Die Krise im chinesischen Immobilien- und Immobilienentwicklungssektor, die zum Zusammenbruch von mindestens 50 Unternehmen geführt hat, von denen Evergrande das bekannteste ist, wurde nicht gelöst, da die Probleme der Wirtschaft durch eine weltweite Konjunkturabschwächung verschärft werden eskalierende Kriegsmaßnahmen der USA und zunehmend auch der europäischen Mächte.
Am Mittwoch, dem New York Times berichtete über die wachsende Krise in der Automobilindustrie, die sich aus der Verlangsamung der Nachfrage und der Umstellung auf Elektrofahrzeuge ergibt, und begann mit einer Beschreibung des Schicksals eines großen Komplexes in Chongqing, Chinas größter westlicher Stadt.
Der Komplex, der ein Joint Venture eines chinesischen Unternehmens und des südkoreanischen Industriegiganten Hyundai war, wurde 2017 mit einem hohen Anteil an Robotern und anderer Ausrüstung für die Produktion benzinbetriebener Autos eröffnet. Es wurde Ende letzten Jahres für einen Bruchteil der 1,1 Milliarden US-Dollar verkauft, die der Bau gekostet hatte, und „das ungemähte Gras auf dem Gelände ist bereits kniehoch gewachsen“.
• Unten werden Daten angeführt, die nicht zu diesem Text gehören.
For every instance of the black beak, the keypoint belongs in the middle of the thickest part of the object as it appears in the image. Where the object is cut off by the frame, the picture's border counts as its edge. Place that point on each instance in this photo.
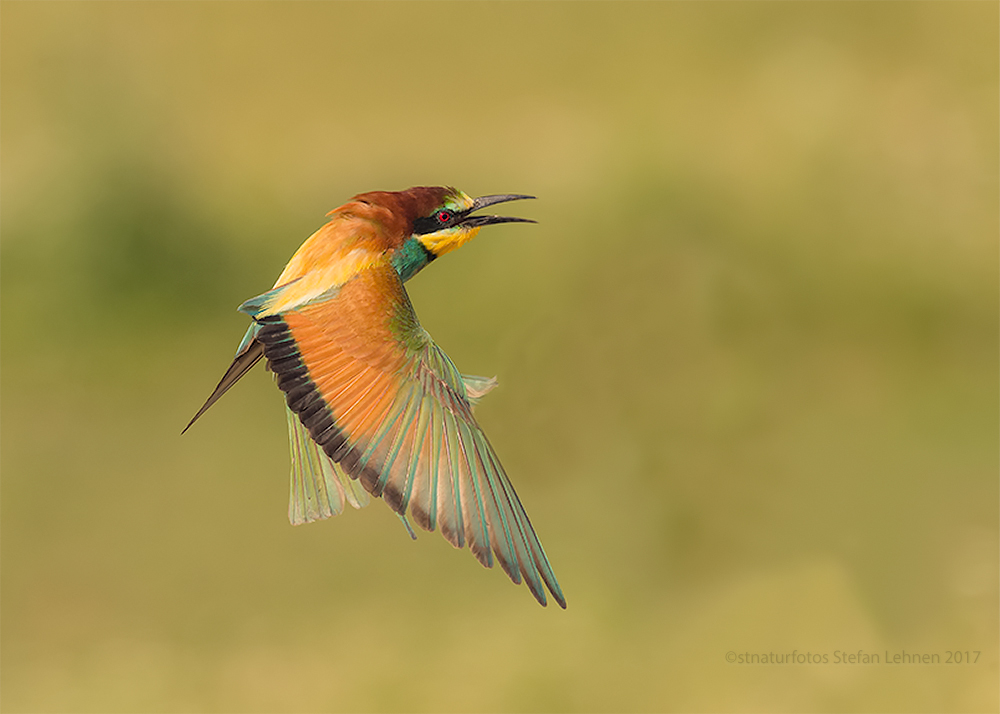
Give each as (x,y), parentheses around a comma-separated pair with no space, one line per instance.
(484,201)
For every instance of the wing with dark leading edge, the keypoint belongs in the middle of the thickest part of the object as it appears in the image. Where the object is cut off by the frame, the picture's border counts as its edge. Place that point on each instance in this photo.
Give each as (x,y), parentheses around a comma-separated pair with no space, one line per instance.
(385,403)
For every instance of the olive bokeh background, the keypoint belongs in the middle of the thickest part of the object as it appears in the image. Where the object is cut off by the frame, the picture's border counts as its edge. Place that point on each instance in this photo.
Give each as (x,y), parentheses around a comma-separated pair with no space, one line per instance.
(748,359)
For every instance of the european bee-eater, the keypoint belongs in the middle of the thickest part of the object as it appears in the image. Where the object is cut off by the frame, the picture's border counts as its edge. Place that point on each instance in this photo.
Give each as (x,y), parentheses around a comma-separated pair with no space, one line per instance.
(371,400)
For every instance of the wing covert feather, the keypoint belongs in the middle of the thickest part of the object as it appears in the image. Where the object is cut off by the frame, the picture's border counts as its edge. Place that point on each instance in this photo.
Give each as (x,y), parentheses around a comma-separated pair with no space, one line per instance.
(375,394)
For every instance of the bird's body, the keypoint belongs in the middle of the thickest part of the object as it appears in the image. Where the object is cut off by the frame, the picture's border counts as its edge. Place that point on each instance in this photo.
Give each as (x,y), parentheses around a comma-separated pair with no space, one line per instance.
(371,400)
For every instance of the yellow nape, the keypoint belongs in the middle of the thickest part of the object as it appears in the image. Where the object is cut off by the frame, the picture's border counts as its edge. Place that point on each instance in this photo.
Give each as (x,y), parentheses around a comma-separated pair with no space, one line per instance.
(447,240)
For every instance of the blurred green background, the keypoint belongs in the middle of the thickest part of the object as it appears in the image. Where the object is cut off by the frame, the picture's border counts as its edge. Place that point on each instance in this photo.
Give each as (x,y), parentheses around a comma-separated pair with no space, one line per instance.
(748,358)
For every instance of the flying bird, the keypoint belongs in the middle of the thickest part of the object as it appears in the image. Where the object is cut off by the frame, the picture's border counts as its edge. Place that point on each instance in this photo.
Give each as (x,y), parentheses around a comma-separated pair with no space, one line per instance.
(374,406)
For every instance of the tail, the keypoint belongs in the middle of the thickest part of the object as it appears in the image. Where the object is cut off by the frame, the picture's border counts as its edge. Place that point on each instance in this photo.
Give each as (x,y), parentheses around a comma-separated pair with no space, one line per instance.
(250,352)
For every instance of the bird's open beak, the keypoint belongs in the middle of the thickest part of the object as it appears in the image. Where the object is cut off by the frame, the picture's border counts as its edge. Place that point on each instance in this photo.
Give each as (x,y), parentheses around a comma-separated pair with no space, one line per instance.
(483,201)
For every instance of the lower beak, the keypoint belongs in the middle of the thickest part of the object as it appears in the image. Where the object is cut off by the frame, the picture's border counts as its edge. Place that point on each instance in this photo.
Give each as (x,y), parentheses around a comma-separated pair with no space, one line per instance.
(484,201)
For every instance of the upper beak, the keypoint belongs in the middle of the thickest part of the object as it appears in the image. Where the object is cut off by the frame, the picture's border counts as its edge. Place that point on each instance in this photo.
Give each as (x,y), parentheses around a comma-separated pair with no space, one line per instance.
(484,201)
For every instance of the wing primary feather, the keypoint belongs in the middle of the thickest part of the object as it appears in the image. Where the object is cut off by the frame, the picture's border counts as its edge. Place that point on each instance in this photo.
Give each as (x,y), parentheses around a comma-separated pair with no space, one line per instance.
(471,498)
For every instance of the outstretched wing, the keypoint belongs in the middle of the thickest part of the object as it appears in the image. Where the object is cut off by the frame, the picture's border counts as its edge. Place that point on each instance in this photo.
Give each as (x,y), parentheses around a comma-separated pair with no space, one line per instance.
(385,403)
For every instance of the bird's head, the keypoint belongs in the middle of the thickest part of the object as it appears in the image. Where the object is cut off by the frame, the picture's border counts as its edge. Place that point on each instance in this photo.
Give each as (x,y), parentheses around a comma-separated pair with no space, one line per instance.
(434,220)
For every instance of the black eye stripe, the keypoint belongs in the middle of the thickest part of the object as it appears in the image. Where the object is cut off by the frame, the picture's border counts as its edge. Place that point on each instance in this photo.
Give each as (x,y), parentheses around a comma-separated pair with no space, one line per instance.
(441,218)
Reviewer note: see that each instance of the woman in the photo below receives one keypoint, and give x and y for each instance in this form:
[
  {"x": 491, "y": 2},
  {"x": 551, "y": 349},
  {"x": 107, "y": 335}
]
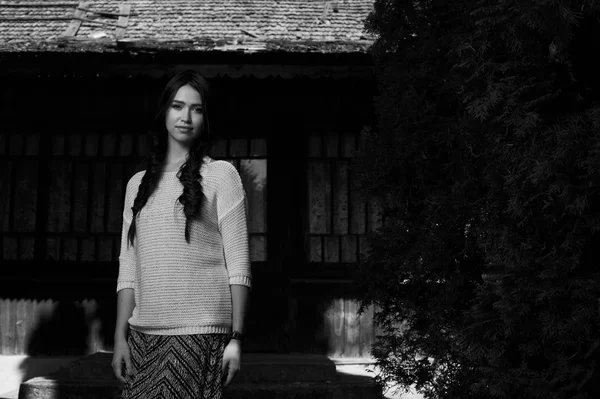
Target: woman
[{"x": 184, "y": 270}]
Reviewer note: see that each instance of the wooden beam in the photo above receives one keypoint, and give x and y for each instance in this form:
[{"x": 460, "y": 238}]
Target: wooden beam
[
  {"x": 33, "y": 5},
  {"x": 108, "y": 14},
  {"x": 124, "y": 9},
  {"x": 76, "y": 22}
]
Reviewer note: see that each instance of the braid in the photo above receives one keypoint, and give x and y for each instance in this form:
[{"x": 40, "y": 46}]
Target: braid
[
  {"x": 192, "y": 196},
  {"x": 147, "y": 185},
  {"x": 189, "y": 173}
]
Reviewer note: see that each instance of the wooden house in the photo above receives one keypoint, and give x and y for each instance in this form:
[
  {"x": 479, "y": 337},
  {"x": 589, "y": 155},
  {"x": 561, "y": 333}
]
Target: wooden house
[{"x": 293, "y": 87}]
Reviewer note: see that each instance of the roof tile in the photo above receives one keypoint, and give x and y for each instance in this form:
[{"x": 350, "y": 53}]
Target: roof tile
[{"x": 293, "y": 20}]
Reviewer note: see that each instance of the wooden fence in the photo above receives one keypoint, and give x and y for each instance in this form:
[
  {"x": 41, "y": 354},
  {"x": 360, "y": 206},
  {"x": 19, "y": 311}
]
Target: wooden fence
[{"x": 44, "y": 327}]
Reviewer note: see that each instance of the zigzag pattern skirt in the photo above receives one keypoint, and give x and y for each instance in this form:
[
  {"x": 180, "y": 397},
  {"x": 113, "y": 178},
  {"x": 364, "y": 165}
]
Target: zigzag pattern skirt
[{"x": 175, "y": 366}]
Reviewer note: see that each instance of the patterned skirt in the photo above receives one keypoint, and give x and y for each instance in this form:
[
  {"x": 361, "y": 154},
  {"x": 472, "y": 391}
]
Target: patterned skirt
[{"x": 175, "y": 366}]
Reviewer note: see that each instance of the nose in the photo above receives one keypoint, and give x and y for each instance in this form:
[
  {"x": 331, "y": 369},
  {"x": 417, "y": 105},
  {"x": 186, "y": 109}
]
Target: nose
[{"x": 186, "y": 115}]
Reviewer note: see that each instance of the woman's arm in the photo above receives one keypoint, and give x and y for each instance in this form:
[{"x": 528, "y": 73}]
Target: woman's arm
[
  {"x": 239, "y": 299},
  {"x": 125, "y": 305}
]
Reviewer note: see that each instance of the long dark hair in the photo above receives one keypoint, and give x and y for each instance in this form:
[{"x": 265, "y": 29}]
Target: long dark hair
[{"x": 189, "y": 173}]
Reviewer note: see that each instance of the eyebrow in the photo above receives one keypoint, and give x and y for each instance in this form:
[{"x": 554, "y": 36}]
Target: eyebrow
[{"x": 181, "y": 102}]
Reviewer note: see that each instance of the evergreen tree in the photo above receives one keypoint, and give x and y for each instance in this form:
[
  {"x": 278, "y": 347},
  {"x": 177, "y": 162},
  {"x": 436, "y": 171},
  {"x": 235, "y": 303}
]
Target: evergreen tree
[{"x": 487, "y": 155}]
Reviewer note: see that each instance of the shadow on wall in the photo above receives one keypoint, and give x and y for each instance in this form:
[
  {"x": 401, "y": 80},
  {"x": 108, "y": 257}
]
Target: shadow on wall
[{"x": 61, "y": 335}]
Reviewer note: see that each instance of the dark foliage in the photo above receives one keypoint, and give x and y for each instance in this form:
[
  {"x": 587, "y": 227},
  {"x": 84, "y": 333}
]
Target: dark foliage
[{"x": 487, "y": 157}]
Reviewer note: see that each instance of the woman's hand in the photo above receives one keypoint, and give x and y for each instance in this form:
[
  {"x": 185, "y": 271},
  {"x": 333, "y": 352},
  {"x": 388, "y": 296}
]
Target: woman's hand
[
  {"x": 231, "y": 360},
  {"x": 120, "y": 355}
]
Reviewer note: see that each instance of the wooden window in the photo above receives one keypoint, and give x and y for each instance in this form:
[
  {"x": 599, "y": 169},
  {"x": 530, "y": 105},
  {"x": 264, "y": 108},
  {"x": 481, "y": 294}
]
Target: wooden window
[{"x": 339, "y": 217}]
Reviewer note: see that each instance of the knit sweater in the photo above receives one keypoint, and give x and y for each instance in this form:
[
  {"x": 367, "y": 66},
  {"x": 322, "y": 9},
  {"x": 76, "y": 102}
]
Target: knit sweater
[{"x": 179, "y": 287}]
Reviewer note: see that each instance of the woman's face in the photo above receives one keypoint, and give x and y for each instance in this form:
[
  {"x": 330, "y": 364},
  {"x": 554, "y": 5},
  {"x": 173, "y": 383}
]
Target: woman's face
[{"x": 184, "y": 117}]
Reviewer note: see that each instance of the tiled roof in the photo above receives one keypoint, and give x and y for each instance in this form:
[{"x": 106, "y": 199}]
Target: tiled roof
[{"x": 228, "y": 25}]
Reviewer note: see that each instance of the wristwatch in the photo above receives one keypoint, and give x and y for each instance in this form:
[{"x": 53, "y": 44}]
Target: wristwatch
[{"x": 237, "y": 335}]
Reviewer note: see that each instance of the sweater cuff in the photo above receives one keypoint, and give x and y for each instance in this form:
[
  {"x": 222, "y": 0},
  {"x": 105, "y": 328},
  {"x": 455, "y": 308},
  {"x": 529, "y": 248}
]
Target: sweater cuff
[
  {"x": 240, "y": 280},
  {"x": 124, "y": 284}
]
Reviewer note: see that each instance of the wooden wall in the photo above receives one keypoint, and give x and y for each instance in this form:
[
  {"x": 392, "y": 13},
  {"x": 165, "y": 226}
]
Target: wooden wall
[
  {"x": 62, "y": 184},
  {"x": 50, "y": 327}
]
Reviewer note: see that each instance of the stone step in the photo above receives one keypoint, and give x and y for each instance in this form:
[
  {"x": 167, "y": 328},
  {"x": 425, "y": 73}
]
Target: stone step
[
  {"x": 262, "y": 376},
  {"x": 343, "y": 387}
]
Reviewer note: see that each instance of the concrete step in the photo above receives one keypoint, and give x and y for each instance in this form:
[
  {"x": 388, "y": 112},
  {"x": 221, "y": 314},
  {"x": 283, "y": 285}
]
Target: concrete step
[{"x": 262, "y": 376}]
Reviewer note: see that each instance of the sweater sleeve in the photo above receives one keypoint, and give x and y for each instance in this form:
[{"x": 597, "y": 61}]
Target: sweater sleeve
[
  {"x": 127, "y": 257},
  {"x": 231, "y": 207}
]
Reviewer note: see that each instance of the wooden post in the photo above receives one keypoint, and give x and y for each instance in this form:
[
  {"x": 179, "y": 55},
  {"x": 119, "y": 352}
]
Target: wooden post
[{"x": 123, "y": 21}]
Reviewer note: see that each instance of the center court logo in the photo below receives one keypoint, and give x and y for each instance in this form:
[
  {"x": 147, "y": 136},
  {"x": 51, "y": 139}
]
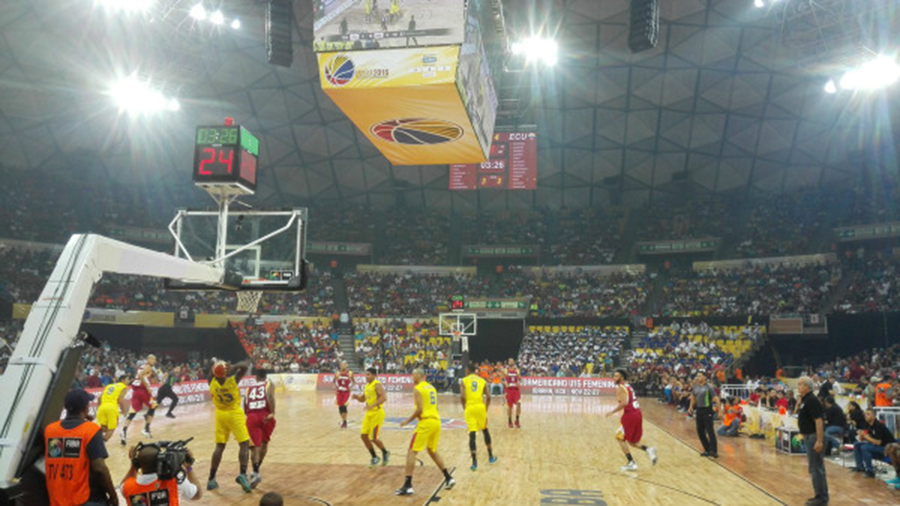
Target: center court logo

In dem Artikel heißt es: „Dutzende Fabriken für benzinbetriebene Fahrzeuge laufen kaum noch oder wurden bereits stillgelegt.“
Der Abschwung geht über benzinbetriebene Autos hinaus und erstreckt sich nicht nur auf den Markt für Elektrofahrzeuge in China, sondern weltweit, wo große Automobilhersteller, darunter Tesla, Preissenkungen ankündigen.
Die sich entwickelnde Krise in der Automobilindustrie ist symptomatisch für die deutliche Verlangsamung der Weltwirtschaft, die durch die anhaltend hohen Zinssätze noch verschärft wird.
Die USA sind die einzige große Volkswirtschaft, die Wachstum verzeichnet, allerdings unter Bedingungen, in denen die von der Biden-Regierung bereitgestellten Impulse – Almosen an Unternehmen im Rahmen des Inflation Reduction Act und erhöhte Militärausgaben – den Berg untragbarer Schulden in die Höhe treiben.
Die europäische Wirtschaft, angeführt von Deutschland, der drittgrößten Volkswirtschaft der Welt, wächst kaum. Die britische Wirtschaft befindet sich in oder nahe einer Rezession und das Wachstum in Japan, der viertgrößten Wirtschaft der Welt, liegt knapp über Null.
Das Ziel für das chinesische Wachstum liegt bei 5 Prozent. Dies ist jedoch der niedrigste Stand seit mehr als drei Jahrzehnten, und die Regierung wird Schwierigkeiten haben, diesen Wert zu erreichen.